As a writer, I’ve been creating content for the past two decades. I’ve just shifted my focus to more NSFW content. (I have a history of posting sexy selfies and a strong exhibitionist streak, which helps.) I also get a lot of requests for elaborate role-play scenarios, which dovetails nicely with decades of sexy storytelling. It helps that I’ve had a few partners with stellar role-playing abilities, who helped hone my skills. Online sex work hasn’t been that much of a professional stretch.
Why I Do It
At the end of the day, I want to help people overcome sexual guilt and shame and feel good. Hell, I want to feel good. And according to some studies, flirting can help relieve stress. We could all use less stress in our lives right now.

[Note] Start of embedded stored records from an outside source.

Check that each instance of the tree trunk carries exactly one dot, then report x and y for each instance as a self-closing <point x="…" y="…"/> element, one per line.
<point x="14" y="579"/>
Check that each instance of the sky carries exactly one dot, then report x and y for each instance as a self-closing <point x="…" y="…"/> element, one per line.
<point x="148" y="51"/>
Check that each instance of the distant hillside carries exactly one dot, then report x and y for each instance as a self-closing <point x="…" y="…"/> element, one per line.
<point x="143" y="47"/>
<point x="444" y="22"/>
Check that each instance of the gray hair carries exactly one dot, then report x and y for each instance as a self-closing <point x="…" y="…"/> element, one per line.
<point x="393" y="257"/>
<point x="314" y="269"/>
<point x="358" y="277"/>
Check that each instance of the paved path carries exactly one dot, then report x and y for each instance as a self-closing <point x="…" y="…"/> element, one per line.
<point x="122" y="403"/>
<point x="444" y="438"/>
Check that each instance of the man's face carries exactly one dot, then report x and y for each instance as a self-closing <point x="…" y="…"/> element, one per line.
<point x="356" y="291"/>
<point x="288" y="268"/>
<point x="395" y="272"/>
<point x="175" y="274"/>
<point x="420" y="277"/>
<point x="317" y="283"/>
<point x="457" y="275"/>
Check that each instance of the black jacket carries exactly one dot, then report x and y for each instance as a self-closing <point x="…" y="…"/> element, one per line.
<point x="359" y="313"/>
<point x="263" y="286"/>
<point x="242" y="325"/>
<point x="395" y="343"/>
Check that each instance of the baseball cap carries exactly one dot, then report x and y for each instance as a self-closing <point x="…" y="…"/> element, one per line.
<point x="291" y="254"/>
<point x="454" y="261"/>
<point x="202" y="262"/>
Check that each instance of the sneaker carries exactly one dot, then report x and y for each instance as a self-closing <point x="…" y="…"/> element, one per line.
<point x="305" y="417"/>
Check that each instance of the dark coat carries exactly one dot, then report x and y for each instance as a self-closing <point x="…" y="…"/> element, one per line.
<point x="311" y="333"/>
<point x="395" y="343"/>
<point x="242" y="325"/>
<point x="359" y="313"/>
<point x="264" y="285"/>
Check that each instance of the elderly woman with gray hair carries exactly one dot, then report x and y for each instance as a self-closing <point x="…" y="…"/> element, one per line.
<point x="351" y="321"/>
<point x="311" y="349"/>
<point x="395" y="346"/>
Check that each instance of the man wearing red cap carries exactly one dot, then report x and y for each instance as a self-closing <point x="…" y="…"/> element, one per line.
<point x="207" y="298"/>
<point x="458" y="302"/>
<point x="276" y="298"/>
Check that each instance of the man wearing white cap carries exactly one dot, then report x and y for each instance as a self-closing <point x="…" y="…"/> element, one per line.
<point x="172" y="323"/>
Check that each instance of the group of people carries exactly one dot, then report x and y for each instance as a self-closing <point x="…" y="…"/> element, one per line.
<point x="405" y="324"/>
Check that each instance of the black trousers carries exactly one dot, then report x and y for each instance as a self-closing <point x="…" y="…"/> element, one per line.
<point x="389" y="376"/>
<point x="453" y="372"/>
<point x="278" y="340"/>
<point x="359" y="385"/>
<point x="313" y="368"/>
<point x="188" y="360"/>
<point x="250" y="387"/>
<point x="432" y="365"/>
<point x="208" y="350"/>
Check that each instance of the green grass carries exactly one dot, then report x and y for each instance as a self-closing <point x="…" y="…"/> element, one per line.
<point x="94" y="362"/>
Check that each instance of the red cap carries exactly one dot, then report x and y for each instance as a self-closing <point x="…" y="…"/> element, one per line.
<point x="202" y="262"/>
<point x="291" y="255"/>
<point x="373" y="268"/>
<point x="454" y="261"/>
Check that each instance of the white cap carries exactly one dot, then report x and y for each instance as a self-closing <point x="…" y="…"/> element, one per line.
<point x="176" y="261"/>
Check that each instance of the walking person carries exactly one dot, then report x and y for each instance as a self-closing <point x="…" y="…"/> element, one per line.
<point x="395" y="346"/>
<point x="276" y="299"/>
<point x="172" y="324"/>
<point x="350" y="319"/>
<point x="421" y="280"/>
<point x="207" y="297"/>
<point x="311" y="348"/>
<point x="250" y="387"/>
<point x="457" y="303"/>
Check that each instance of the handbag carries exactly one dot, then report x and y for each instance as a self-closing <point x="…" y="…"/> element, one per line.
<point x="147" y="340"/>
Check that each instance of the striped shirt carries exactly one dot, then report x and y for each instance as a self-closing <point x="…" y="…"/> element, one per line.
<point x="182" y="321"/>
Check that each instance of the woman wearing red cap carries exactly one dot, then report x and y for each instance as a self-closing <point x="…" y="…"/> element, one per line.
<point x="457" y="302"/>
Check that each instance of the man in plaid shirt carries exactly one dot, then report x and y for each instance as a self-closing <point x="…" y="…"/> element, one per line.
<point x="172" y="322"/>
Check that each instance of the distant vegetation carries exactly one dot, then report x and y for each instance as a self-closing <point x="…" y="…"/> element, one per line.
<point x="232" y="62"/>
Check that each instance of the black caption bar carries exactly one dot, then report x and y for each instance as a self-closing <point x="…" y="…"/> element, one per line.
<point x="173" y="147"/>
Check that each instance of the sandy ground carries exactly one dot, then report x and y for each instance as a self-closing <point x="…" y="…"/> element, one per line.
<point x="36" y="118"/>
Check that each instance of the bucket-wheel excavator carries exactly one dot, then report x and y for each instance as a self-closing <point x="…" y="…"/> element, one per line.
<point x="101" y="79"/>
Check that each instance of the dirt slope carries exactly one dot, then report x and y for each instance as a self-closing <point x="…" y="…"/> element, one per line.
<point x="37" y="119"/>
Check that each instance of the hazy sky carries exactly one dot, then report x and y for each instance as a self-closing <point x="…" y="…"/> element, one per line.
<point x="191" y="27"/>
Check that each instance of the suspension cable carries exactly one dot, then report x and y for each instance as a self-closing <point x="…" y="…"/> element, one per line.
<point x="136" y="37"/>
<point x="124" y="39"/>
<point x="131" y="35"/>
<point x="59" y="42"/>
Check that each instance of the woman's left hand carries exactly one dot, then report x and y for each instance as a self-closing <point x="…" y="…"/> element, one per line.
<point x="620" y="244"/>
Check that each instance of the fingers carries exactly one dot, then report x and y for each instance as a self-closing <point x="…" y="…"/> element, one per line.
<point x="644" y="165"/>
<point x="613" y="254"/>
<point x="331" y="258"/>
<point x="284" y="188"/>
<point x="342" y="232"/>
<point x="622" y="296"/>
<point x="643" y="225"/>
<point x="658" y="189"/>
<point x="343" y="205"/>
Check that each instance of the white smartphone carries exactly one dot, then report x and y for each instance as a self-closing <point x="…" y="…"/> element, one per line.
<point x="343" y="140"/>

I want to use my platform to create an environment where people feel safe to explore and talk about interests they’re curious about. It feels good to help people live out their fantasies or to simply show up in a platonic capacity. (Not all of my clients seek sexual services.)
Making people feel heard and empowered is my happy place. Studies have shown that helping others light up the same part of the brain as receiving rewards or experiencing pleasure. And given that a recent study conducted by NORC at the University of Chicago, found that our happiness is at a 50-year low with just 14 percent of Americans saying they are very happy, I’m all for finding the happy moments anywhere I can.
I’m fortunate that most of my clients are kind, respectful, and intelligent. It doesn’t hurt that some of them are super attractive. Like, swipe right on Tinder in a hot second attractive. The majority of the rapport is playful and fun, especially when I have the opportunity to learn something new, or someone challenges my comfort level (in a good, consensual, “I didn’t know I could that” kind of way).
In a new world landscape where I am physically alone and feel helpless a lot of the time, it feels good to brighten someone else’s day or provide an escape, if even for a brief time. Although it’s ultimately a service-for-cash transaction, I legit enjoy it. Online sex work has been a satisfying complement to my sex writing career, and truth be told, has sated some of my unmet social needs during COVID.
Plus, I’ve made some lovely connections and had some sexy AF conversations in the process. Aside from Erotic Recess, online sex work has been the next best thing to emerge from COVID. And judging from client feedback, a big win-win for everyone.
*I’m not a doctor, although I sometimes role-play one with questionable ethics. This is not a substitute for actual medical advice.